We were always convinced that Māori and Pasifika businesses were the under-utilised and undervalued change agents in our communities and that was proven when TROW Group, a Pasifika civil construction company, won a council contract to deconstruct and salvage reusable materials from an old council building. Now, they lead the country in deconstruction services and have diverted a thousand tons (that’s 38 adult humpback whales) of perfectly good materials away from landfill to community projects that need them, employing scores of people in the process. This was the breakthrough into the mainstream of council’s procurement spend that we needed.
All of these enterprises were doing good for the ’hood and showing that there’s a different way of successfully doing business that’s laden with Polynesian values. And that’s what we set out to create – a movement for change, real change, not just replication of the same dead-eyed capitalism but with a brown face. What’s more, the council family was diversifying its base of contractors so it looked more like the citizens and communities we serve.
We are not the first country in the world to do this. Supplier diversity, as it’s called internationally, is an intentional process for bigger businesses to include underused enterprises into supply chains (this is known as business-to-business).
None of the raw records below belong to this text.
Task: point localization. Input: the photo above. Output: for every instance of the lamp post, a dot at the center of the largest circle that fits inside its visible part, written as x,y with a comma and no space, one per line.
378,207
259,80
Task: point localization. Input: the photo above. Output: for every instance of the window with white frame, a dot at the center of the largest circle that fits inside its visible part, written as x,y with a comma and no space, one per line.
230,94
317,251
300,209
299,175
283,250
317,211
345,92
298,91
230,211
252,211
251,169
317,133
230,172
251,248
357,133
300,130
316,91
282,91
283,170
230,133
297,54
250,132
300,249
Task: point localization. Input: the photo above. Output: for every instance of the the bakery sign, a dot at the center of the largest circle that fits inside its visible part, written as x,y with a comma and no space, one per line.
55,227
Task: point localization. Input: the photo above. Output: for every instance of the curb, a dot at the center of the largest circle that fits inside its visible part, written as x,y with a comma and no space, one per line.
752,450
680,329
It has a long and illustrious whakapapa stretching back to the civil rights movement in the United States of America, and the struggle for economic justice and inclusion for people sidelined and discriminated against in the world of business. The USA, Canada, South Africa, United Kingdom and Australia have been doing this for many years, and we are grateful that they paved the way for us here in Aotearoa.
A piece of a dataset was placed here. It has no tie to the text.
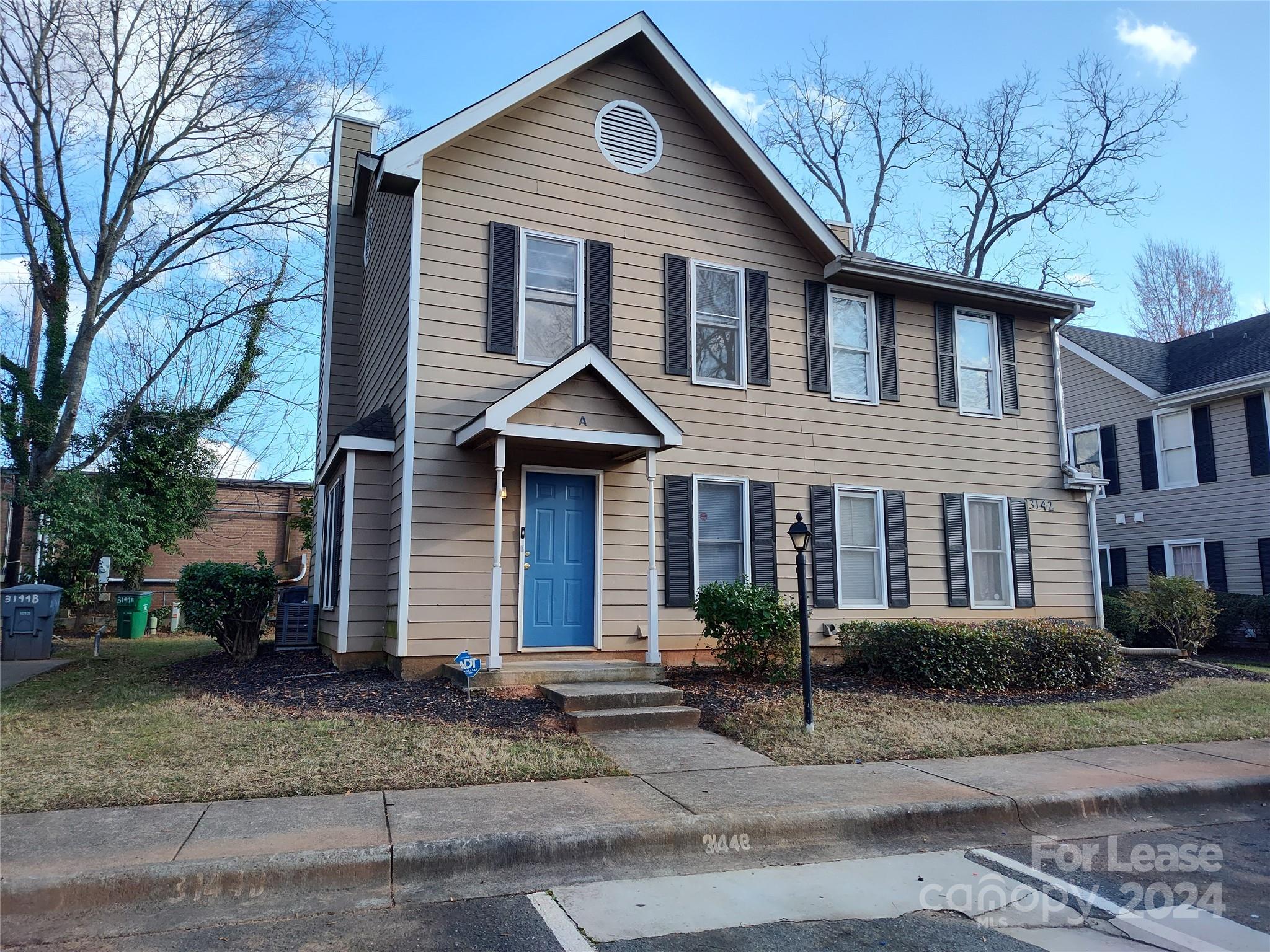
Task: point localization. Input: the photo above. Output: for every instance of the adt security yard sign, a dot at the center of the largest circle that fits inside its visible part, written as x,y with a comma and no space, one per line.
469,666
Procurement is a tricky business, with technical, strategic and tactical knowledge required. It is also a door that can only be opened from the inside. Hence we created an intermediary that gets the people with the money and the power to open the door for Māori and Pasifika businesses. We provide hands-on help to buyers to design and implement first-rate procurement strategies so that the door is not only open, but the doormat says haere mai. We then match our businesses to the tender process and work with them to understand the written and unwritten rules to be successful.
This week we are relaunching from our original name, ironically He Waka Eke Noa, to Amotai, aptly meaning “sea swell” in te reo Māori. It is a reference to our Polynesian ancestors’ skills in navigating new territory, and the courage, innovation, risk taking and fortitude needed to settle Te Moana Nui-a-Kiwa.
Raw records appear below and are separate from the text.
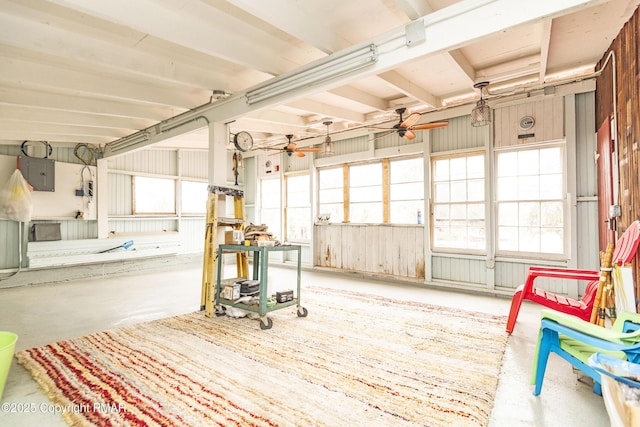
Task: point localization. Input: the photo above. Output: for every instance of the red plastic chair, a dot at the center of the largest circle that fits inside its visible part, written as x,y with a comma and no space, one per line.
624,252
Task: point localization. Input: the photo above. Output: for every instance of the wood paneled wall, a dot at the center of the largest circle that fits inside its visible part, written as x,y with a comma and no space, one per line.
622,58
378,249
549,122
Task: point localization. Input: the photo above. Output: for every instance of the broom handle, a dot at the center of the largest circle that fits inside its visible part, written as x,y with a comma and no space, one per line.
605,263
This is the origin story of Amotai, our flagship economic initiative that was born in the south and raised in the west of Auckland.
In the last 12 months alone, Amotai has facilitated $45 million worth of contracts to Māori and Pasifika businesses, more than half of which was during the first lockdown, undoubtedly saving many Māori and Pasifika jobs, and creating more. Our colleagues across the public sector, such as the Link Alliance, Kāinga Ora, Auckland Transport and council’s Waste Solutions and Community Facilities teams, have got behind this transformational cause. We were chuffed to see Auckland Council as the first public body to set a target (for social enterprises and Māori and Pasifika owned businesses) and we hope that central government will follow. We have 400 Māori and Pasifika-owned businesses registered with us and the movement is growing daily.
It’s not been easy and it’s still fragile. But I’m really proud that one of the most effective economic initiatives for everyday whānau and ‘aiga came out of the areas that are usually branded with unjustified and negative narratives of social and economic deficit and failing. And it’s been done with street smarts, pure determination and the smell of an oily rag, as all good movements tend to do.
Supplier diversity isn’t a silver bullet; such a thing doesn’t exist. We can’t save every Māori or Pasifika business from the tempest of Covid-19, but we will use Amotai to carry many more waka to safe harbours.